Anne Méniane

Personal information
- Born: 11 June 1959 (age 67) Paris, France
- Spouse: Thierry Attia

Sport
- Country: France
- Sport: Badminton
- Retired: 1990

Women's singles; Women's doubles; Mixed doubles;
- Career title: 20

Medal record
Women's badminton
Representing France
French Championships
| Gold medal – first place | 1978 | Women's singles |
| Gold medal – first place | 1978 | Women's doubles |
| Gold medal – first place | 1978 | Mixed doubles |
| Gold medal – first place | 1979 | Women's singles |
| Gold medal – first place | 1979 | Women's doubles |
| Gold medal – first place | 1979 | Mixed doubles |
| Gold medal – first place | 1980 | Women's singles |
| Gold medal – first place | 1980 | Women's doubles |
| Gold medal – first place | 1982 | Women's singles |
| Gold medal – first place | 1982 | Women's doubles |
| Gold medal – first place | 1984 | Women's singles |
| Gold medal – first place | 1984 | Women's doubles |
| Gold medal – first place | 1984 | Mixed doubles |
| Gold medal – first place | 1985 | Women's singles |
| Gold medal – first place | 1985 | Women's doubles |
| Gold medal – first place | 1985 | Mixed doubles |
| Gold medal – first place | 1986 | Women's singles |
| Gold medal – first place | 1986 | Women's doubles |
| Gold medal – first place | 1986 | Mixed doubles |
| Gold medal – first place | 1988 | Mixed doubles |

= Anne Méniane =

French badminton player

Anne Méniane, also reported as Anne Meniane, is a French badminton player.
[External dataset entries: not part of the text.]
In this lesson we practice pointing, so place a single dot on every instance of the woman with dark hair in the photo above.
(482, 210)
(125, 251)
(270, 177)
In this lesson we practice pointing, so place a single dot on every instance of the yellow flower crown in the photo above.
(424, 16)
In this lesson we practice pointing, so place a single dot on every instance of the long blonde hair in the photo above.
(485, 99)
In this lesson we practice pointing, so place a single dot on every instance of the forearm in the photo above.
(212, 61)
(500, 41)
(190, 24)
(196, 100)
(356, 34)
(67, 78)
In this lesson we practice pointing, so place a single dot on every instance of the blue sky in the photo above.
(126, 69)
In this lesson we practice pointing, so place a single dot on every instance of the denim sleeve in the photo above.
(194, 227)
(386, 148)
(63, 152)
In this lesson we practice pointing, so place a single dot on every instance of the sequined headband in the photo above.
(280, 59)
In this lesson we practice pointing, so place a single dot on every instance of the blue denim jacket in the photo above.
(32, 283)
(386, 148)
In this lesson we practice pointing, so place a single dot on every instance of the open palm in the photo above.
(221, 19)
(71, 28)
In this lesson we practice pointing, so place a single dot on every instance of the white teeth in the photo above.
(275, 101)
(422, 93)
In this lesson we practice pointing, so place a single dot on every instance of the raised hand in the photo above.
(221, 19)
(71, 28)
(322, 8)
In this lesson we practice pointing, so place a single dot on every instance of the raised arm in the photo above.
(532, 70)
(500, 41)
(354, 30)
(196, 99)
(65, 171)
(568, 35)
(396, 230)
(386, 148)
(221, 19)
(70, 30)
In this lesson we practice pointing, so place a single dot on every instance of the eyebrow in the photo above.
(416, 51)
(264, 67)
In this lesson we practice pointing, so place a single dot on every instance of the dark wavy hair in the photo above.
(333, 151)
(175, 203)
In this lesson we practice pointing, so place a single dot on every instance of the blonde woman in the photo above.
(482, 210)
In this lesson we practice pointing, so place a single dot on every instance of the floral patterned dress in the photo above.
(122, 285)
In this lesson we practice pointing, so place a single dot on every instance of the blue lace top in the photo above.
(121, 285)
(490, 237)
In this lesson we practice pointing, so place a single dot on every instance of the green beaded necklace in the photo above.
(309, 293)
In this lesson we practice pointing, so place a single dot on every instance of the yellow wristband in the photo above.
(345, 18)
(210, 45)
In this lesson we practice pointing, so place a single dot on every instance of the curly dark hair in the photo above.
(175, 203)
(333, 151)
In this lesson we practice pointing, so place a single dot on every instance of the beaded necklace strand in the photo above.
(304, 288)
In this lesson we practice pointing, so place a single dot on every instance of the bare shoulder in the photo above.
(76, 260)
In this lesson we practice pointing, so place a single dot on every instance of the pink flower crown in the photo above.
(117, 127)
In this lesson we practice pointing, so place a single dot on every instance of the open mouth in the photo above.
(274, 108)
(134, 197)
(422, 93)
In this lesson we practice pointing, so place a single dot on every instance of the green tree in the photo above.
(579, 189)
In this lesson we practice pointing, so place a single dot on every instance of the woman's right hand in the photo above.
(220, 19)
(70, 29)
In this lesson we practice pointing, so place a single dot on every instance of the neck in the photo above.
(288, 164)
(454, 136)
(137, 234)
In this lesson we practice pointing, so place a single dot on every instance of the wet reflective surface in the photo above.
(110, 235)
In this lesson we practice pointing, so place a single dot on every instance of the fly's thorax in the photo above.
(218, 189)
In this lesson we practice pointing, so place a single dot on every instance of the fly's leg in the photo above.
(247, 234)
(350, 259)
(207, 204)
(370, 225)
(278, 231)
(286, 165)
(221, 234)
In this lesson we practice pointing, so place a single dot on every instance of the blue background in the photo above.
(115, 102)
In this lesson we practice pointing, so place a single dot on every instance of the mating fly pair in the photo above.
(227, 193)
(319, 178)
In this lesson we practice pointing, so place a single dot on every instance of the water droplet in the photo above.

She was born on 11 June 1959 in Paris. She won 20 French national badminton championship titles in singles and doubles before retiring in 1989–90. She was singles champion in 1978, 1979, 1980, 1982, 1984, 1985 and 1986; won in the women's doubles in the same years; and won in the mixed doubles in 1978, 1979, 1984, 1985, 1986 and 1988.

Since then she has married Thierry Attia in Paris and had two kids. They have now settled in Montreal, Canada.